Venons-en à la dette : aujourd'hui, elle est chiffrée à 37 milliards d'euros, elle n'a cessé d'augmenter. Nous sommes en plein examen de notre capacité à rembourser, en prenant en compte tous les engagements hors bilan, comme les retraites. Quoiqu'il en soit, nous n'avons pas identifié de difficultés particulières à la levée de la dette pour les trois prochaines années. Cependant, nous avons beaucoup de dette à renouveler à l'horizon 2020, et notamment la dette hybride construite en 2013-2014, qui est au coeur de nos préoccupations.

La recapitalisation d'EDF aura un impact significatif sur l'évolution de la dette. Après cette augmentation du capital, nous aurons les moyens de financer nous-mêmes nos investissements et de mener le « grand carénage ». Nous n'avons pas l'intention d'ouvrir le capital de nos centrales nucléaires.
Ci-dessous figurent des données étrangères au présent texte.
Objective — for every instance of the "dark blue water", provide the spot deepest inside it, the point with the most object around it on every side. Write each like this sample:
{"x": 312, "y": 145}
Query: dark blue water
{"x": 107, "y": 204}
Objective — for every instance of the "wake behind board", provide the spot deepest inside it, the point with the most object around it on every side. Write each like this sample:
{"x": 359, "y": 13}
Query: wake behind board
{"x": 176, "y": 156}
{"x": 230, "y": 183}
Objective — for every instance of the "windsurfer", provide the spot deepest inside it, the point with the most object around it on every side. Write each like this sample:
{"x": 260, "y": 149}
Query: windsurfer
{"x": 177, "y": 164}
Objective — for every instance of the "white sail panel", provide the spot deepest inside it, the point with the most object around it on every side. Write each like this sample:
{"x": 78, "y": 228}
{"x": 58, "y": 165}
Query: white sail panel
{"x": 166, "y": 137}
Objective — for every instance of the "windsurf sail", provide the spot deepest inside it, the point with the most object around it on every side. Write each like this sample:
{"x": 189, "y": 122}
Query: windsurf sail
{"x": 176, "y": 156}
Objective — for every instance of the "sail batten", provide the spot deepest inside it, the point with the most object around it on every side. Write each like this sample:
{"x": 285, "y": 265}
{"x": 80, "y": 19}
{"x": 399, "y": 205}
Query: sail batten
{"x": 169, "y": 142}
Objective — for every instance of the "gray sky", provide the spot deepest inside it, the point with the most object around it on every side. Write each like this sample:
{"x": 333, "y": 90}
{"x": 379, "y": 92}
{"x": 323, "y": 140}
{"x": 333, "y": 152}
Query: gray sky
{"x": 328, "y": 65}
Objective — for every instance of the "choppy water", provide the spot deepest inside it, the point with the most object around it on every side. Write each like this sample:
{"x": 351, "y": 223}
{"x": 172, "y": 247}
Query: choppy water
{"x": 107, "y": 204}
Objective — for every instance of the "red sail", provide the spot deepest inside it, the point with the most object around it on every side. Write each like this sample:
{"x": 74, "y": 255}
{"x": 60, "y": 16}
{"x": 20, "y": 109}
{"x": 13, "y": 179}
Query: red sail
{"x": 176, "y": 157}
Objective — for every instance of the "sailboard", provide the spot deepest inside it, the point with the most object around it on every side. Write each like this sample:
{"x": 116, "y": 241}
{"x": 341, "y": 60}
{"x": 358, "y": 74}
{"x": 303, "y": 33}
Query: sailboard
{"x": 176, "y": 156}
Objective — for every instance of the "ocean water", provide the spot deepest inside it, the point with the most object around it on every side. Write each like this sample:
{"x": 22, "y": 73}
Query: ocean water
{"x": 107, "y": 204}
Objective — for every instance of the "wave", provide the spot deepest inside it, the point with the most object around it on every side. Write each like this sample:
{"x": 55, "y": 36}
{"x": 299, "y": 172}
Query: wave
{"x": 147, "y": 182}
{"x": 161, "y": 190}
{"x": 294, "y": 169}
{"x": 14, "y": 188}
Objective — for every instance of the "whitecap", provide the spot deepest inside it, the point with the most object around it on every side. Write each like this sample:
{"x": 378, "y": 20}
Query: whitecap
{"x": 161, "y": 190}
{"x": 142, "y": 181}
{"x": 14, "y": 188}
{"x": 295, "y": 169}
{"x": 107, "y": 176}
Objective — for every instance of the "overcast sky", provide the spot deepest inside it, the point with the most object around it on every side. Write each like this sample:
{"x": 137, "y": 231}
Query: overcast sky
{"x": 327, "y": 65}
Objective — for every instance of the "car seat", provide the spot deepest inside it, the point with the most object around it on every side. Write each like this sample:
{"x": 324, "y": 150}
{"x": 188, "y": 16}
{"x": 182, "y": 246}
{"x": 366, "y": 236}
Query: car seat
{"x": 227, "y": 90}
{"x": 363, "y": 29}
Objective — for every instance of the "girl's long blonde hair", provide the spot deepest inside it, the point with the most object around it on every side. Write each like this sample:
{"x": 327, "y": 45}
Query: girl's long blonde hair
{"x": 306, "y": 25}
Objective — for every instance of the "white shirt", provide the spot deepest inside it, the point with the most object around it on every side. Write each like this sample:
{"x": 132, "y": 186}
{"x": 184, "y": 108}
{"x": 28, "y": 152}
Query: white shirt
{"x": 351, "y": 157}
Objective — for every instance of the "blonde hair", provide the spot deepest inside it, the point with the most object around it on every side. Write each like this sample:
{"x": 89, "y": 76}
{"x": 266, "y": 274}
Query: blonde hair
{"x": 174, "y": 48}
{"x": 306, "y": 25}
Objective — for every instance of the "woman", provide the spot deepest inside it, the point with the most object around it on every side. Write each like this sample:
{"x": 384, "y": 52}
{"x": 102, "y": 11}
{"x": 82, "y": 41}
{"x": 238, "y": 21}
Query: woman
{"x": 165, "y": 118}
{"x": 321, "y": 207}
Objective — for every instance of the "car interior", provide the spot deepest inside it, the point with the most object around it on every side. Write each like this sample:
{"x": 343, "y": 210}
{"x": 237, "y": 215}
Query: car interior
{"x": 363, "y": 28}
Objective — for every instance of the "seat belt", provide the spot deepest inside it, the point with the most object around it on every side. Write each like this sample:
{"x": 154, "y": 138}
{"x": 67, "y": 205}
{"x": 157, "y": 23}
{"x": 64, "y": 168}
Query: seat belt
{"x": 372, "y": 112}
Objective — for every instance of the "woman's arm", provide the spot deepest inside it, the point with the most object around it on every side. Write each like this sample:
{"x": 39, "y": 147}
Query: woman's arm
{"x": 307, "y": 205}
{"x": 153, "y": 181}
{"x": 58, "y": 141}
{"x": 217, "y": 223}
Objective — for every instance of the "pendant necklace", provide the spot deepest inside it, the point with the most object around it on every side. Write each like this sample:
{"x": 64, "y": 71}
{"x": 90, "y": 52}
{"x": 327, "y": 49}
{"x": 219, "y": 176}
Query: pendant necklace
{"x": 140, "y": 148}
Il existe certes déjà quelques participations très minoritaires - Chooz, Bugey, Tricastin, Fessenheim - mais nous n'avons pas l'intention d'aller au-delà.

Nous voulons par ailleurs céder 10 milliards d'euros d'actifs, mais je ne peux pas m'engager sur une répartition dans le temps de ces cessions : en vendre 6 milliards cette année serait formidable mais soyons prudents et réalistes dans nos prévisions. Dans tous les cas, nous devrons absolument nous assurer de la cohérence de nos investissements avec notre situation financière.

Pour terminer sur les sujets financiers, un mot sur la baisse de l'action en bourse. Celle-ci n'a aucune incidence directe sur notre activité ; nous pouvons simplement déplorer que les détenteurs des actions - et parmi eux un certain nombre de salariés - aient perdu de l'argent : c'est évidemment regrettable. Il faudra prêter attention à l'impact de cette baisse sur l'image d'EDF. Aujourd'hui, nous levons de la dette sans problème et nous bénéficions donc d'une image plutôt positive sur les marchés de dette. Nous n'avons pas de tension sur la prime de risque : à nous de faire en sorte que cela continue.

Enfin, M. Larcher, la centrale géothermique en Dominique a fait l'objet d'un appel d'offres, et celui-ci a malheureusement été remporté par un de nos concurrents.